As curious onlookers and media outlets looked on, soil samples were taken from the driveway based on a man's claim that he saw a body buried there 35 years ago - the same night that Teamsters boss Jimmy Hoffa went missing.

Roseville Police Chief James Berlin said that the search has been a bust so far.

"Kind of like you I watch TV too and, you know, on TV they always get that evidence cool just like that. So, yeah, we were kinda hoping that when we brought something up there would be something very evident there ... that's not the case," Berlin told reporters gathered outside the home on Florida Street, near 12 Mile and Gratiot.

On Friday, the State Department of Environmental Equality dug six feet down and pulled out two tubes of dirt and clay after a ground penetrating radar detected a shift in the soil beneath the driveway last week.

CBS Chicago reports that the soil samples will be sent to a forensic anthropologist at Michigan State University where they will be tested for human decomposition. Results are not expected back until Monday.

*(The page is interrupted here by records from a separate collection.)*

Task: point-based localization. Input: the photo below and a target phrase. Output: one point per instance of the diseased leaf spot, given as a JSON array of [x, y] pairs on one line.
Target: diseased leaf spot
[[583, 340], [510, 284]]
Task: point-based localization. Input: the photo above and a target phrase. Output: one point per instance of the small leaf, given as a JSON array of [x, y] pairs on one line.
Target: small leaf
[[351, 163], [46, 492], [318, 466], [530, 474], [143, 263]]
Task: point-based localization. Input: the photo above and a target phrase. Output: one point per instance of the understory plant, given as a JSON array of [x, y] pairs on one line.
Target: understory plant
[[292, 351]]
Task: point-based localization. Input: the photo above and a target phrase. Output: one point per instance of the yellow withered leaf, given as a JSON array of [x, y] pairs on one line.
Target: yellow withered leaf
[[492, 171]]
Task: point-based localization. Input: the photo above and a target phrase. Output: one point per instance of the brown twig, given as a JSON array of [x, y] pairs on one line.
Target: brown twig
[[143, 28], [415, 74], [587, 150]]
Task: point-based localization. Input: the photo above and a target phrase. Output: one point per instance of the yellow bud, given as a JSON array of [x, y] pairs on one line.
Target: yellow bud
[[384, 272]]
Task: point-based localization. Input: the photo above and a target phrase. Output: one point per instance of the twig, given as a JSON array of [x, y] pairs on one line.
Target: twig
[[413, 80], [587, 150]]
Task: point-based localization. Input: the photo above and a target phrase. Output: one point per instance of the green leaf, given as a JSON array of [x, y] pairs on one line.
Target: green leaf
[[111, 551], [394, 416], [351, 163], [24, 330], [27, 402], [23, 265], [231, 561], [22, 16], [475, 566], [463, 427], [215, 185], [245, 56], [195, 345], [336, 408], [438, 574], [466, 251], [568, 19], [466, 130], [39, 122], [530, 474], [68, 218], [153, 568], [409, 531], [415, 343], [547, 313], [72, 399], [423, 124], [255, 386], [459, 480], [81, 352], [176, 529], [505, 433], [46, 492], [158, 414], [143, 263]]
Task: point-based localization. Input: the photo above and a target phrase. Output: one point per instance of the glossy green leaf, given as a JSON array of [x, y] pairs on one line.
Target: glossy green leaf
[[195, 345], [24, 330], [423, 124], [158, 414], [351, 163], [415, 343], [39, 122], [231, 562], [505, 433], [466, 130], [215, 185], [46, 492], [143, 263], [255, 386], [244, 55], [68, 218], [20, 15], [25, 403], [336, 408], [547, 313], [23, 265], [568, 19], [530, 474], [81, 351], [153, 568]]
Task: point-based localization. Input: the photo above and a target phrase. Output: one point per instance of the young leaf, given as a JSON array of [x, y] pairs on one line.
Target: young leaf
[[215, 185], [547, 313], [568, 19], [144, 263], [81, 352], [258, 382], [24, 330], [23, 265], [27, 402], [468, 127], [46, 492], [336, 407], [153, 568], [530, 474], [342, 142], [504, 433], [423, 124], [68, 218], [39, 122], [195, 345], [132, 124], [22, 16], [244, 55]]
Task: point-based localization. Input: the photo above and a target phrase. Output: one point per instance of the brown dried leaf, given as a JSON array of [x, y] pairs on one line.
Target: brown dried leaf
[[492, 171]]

Scott Burnstein, a local mob expert and author of "Motor City Mafia," told the station that the area in and around Roseville may have been a hotbed for mob activity during Hoffa's era but that it is highly unlikely that Hoffa's remains were buried. Many believe that his body was destroyed.

The FBI refused to comment on the dig.

Hoffa was last seen July 30, 1975 outside of a restaurant in Oakland County, Mich. CBS Chicago reports that sources say the government has spent hundreds of thousands of dollars in the decades-long hunt for Hoffa including a search beneath a swimming pool and at a Milford horse farm.